The U.S. Department of Labor said Brillo Motor Transportation of Marlborough terminated the driver in December 2010. Brillo had asked him to drive from Quincy to Milford, but he refused to drive beyond the federal limit on hours, according to the DOL’s Occupational Safety and Health Administration.
The agency ordered the company to pay the ex-employee $96,864 in back wages and interest, $9,669 in compensatory damages and $25,000 in punitive damages. It also must pay reasonable attorney’s fees for the driver and expunge any adverse references relating to the termination from his personnel file.
OSHA does not release names of employees involved in whistle-blower complaints.

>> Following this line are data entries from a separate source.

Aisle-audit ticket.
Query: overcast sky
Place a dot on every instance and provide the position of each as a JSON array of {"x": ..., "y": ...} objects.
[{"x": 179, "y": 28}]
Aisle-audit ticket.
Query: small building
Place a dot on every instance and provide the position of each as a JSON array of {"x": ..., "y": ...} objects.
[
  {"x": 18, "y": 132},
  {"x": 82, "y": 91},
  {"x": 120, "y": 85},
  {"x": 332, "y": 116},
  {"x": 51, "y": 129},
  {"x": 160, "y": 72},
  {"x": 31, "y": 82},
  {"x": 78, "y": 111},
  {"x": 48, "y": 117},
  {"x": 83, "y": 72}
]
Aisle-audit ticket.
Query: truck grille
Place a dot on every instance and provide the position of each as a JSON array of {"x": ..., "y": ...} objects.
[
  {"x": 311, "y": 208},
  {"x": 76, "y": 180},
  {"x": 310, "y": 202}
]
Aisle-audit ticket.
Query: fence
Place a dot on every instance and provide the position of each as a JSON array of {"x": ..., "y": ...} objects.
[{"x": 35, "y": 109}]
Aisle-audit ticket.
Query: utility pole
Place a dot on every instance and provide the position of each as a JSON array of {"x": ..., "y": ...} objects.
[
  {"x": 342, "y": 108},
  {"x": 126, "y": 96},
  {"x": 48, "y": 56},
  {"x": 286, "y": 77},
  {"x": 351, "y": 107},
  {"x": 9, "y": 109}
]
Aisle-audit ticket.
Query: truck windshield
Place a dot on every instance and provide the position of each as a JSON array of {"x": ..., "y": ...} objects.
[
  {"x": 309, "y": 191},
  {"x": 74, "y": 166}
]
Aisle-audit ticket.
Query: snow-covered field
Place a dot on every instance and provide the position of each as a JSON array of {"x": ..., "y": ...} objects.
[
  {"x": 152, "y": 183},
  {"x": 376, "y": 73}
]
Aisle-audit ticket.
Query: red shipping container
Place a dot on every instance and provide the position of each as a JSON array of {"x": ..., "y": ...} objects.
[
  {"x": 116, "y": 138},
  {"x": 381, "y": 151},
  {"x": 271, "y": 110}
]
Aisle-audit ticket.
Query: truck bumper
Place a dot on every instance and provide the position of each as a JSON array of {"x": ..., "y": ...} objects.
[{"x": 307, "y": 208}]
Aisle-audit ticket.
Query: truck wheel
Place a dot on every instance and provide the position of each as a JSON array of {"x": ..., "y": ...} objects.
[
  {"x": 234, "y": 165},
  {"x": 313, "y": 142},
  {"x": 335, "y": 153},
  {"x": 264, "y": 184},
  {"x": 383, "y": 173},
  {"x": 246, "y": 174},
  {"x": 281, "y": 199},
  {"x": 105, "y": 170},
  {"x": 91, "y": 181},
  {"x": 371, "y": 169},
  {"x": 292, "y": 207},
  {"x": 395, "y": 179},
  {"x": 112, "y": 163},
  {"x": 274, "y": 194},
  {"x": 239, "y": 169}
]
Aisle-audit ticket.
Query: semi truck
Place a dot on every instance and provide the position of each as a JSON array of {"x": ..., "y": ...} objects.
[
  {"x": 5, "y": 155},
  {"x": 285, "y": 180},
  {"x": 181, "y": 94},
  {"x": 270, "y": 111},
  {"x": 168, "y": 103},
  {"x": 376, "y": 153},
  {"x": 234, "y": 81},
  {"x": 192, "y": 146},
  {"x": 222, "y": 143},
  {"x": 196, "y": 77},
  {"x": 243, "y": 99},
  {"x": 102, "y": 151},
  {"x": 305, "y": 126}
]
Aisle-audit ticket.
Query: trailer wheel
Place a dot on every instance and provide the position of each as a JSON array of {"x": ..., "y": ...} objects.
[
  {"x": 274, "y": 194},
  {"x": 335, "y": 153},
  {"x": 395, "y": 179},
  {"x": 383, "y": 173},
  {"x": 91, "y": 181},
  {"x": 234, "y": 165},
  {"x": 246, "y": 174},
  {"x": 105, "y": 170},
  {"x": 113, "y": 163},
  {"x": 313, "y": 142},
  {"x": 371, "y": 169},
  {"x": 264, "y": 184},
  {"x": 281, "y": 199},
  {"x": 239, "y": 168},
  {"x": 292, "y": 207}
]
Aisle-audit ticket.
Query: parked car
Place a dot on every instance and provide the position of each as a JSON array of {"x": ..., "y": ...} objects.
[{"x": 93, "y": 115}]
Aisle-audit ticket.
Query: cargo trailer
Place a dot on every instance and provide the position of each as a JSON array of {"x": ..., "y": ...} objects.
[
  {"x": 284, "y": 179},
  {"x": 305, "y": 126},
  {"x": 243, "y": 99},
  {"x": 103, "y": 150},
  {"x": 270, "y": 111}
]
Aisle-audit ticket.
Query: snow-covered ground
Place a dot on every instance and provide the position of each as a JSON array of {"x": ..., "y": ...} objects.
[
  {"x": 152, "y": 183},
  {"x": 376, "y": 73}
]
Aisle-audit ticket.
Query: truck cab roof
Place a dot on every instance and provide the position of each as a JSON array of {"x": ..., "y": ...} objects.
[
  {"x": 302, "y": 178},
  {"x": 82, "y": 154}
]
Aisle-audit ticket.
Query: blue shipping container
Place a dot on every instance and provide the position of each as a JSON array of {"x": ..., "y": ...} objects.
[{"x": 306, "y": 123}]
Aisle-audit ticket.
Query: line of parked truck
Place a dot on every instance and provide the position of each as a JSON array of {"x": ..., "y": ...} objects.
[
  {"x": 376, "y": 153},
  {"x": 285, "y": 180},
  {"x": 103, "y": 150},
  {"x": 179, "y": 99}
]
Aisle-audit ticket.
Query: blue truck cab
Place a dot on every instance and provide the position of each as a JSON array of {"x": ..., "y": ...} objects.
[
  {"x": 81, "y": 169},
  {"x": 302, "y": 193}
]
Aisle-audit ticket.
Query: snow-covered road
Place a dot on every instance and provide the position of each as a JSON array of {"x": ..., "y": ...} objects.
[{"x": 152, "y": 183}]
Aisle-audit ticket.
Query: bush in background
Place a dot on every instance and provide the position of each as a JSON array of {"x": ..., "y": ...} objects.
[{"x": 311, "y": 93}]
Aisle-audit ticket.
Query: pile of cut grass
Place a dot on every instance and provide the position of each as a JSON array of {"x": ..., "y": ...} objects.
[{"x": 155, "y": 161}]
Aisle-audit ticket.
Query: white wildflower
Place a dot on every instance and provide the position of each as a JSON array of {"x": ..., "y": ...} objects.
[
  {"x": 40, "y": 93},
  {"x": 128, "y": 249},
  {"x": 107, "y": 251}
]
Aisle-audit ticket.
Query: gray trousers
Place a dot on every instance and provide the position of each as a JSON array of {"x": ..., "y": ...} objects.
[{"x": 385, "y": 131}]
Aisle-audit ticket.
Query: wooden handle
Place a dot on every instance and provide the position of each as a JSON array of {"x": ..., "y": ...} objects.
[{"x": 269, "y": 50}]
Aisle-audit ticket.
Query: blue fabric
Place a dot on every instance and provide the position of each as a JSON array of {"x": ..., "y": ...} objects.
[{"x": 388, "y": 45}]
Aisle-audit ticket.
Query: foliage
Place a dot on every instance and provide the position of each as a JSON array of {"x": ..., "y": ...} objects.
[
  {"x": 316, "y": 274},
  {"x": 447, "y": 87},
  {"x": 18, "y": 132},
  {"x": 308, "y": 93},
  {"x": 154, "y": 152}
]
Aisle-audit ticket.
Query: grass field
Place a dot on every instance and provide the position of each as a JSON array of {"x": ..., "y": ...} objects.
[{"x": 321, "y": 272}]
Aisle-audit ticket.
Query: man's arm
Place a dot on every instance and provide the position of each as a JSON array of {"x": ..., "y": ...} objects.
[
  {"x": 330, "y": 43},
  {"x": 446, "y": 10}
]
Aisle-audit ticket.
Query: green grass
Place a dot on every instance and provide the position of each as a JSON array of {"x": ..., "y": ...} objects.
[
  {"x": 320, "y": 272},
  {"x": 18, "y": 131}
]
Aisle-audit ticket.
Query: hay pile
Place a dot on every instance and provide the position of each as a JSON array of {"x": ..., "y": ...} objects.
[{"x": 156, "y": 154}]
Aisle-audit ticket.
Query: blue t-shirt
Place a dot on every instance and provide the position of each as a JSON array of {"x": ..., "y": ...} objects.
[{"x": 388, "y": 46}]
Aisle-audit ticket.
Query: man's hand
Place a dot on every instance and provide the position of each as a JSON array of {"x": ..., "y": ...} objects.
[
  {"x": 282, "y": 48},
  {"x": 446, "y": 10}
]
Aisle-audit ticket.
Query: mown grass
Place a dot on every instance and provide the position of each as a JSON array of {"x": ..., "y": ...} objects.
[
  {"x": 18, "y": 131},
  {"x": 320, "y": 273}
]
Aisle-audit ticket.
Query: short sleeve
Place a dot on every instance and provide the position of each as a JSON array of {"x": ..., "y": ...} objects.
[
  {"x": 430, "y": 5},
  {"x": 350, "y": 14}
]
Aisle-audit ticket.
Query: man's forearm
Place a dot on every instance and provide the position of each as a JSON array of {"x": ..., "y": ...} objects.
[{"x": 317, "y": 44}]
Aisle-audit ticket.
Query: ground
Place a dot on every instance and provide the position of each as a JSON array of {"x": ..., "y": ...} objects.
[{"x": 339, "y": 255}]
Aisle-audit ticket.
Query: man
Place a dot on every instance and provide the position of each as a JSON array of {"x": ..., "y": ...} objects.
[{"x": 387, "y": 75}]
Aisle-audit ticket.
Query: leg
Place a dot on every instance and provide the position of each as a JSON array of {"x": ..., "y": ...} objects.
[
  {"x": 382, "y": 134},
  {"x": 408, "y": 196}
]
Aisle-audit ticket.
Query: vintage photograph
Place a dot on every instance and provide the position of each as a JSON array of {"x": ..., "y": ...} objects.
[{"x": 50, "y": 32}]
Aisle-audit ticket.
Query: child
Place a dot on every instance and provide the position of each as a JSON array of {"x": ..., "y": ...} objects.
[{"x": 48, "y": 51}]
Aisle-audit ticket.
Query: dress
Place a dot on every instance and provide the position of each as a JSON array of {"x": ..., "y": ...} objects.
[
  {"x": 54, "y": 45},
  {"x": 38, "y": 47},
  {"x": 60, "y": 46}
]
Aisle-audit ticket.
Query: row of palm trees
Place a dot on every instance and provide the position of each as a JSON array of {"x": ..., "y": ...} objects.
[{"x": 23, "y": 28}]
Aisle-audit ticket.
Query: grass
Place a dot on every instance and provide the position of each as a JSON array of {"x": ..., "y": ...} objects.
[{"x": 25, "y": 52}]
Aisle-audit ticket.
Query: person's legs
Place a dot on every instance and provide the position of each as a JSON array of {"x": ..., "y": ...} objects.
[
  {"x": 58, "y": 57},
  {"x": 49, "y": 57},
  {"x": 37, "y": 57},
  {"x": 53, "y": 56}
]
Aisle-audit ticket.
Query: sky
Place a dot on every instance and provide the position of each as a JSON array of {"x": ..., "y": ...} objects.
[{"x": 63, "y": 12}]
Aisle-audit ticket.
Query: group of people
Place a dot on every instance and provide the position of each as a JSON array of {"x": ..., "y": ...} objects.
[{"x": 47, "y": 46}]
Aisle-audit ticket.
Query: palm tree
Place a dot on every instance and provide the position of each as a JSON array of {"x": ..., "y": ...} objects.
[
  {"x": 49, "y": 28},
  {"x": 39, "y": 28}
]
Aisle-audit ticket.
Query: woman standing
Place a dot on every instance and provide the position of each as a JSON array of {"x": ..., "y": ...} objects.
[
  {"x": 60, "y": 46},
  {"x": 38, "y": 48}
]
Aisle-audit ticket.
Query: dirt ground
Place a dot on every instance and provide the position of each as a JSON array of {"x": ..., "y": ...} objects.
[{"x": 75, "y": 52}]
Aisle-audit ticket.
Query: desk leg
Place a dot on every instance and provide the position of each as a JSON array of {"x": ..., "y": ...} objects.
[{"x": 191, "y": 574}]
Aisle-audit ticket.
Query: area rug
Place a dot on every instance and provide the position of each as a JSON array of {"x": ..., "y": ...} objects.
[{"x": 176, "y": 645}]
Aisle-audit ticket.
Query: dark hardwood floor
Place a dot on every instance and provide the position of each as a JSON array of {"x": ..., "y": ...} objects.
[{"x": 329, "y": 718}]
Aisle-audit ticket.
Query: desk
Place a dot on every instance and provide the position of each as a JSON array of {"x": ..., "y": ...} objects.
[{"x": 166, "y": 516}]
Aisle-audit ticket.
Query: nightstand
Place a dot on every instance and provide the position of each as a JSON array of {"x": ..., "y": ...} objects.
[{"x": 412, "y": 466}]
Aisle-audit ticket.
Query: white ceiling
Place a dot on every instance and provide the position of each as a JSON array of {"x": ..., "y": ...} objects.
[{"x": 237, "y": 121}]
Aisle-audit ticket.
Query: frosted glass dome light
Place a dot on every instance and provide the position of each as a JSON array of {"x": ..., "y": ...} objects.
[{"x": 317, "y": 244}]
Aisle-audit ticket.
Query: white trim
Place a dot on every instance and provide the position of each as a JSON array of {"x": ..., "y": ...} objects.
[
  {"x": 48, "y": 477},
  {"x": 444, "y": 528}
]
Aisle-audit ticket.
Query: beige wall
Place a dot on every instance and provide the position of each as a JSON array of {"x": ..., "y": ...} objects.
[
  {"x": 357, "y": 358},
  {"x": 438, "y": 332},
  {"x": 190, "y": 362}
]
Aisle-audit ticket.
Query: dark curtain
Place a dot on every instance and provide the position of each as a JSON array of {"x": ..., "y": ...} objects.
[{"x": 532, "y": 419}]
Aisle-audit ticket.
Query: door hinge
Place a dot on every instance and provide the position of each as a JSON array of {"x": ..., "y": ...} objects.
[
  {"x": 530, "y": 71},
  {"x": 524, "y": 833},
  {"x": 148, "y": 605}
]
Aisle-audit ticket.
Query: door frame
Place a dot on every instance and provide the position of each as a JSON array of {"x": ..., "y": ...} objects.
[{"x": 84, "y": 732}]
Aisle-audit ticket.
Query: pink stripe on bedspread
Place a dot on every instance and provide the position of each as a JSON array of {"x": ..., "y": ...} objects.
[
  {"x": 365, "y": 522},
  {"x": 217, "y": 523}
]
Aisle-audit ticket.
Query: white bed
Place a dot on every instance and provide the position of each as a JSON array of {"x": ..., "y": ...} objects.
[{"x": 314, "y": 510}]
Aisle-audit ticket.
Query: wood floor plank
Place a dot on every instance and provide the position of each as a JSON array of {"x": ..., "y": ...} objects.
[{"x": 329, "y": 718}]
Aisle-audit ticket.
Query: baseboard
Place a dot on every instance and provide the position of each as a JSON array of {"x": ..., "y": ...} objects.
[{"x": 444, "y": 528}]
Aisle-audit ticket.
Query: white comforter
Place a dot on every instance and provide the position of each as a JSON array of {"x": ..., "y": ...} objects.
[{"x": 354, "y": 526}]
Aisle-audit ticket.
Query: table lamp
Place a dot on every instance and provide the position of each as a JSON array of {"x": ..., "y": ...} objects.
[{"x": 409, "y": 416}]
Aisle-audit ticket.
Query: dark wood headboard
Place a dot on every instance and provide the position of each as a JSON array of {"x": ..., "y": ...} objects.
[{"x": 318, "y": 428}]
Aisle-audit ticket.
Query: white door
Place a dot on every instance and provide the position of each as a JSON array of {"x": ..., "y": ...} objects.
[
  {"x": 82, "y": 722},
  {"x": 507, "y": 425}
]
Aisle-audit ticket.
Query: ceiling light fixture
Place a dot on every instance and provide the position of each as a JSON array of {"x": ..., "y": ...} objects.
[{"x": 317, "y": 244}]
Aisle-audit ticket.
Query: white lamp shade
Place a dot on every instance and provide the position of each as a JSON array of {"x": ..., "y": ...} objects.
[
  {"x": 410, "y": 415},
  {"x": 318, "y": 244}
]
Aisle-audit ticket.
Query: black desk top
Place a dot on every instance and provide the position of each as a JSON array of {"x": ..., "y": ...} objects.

But the agency’s July 23 announcement of the order contained inaccuracies, said Chuck Cappello. It listed him as owner, although the Massachusetts Secretary of State identifies only Catherine Cappello as the sole officer of the company, which underwent involuntary dissolution by order of the court or Secretary of State June 2012.
Chuck Cappello said he was general manager of the three-truck company when the driver was asked to pick up equipment in Milford on his way from Quincy to Marlborough. This should take no more than two hours and the driver had had eight hours of driving time remaining, he said.
Following that, Brillo began dissolution and Chuck Cappello began another trucking company last year, he said.
OSHA’s investigation concluded Brillo violated the Surface Transportation Assistance Act, prohibits discrimination against employees who refuse to operate a vehicle in violation of commercial motor vehicle safety.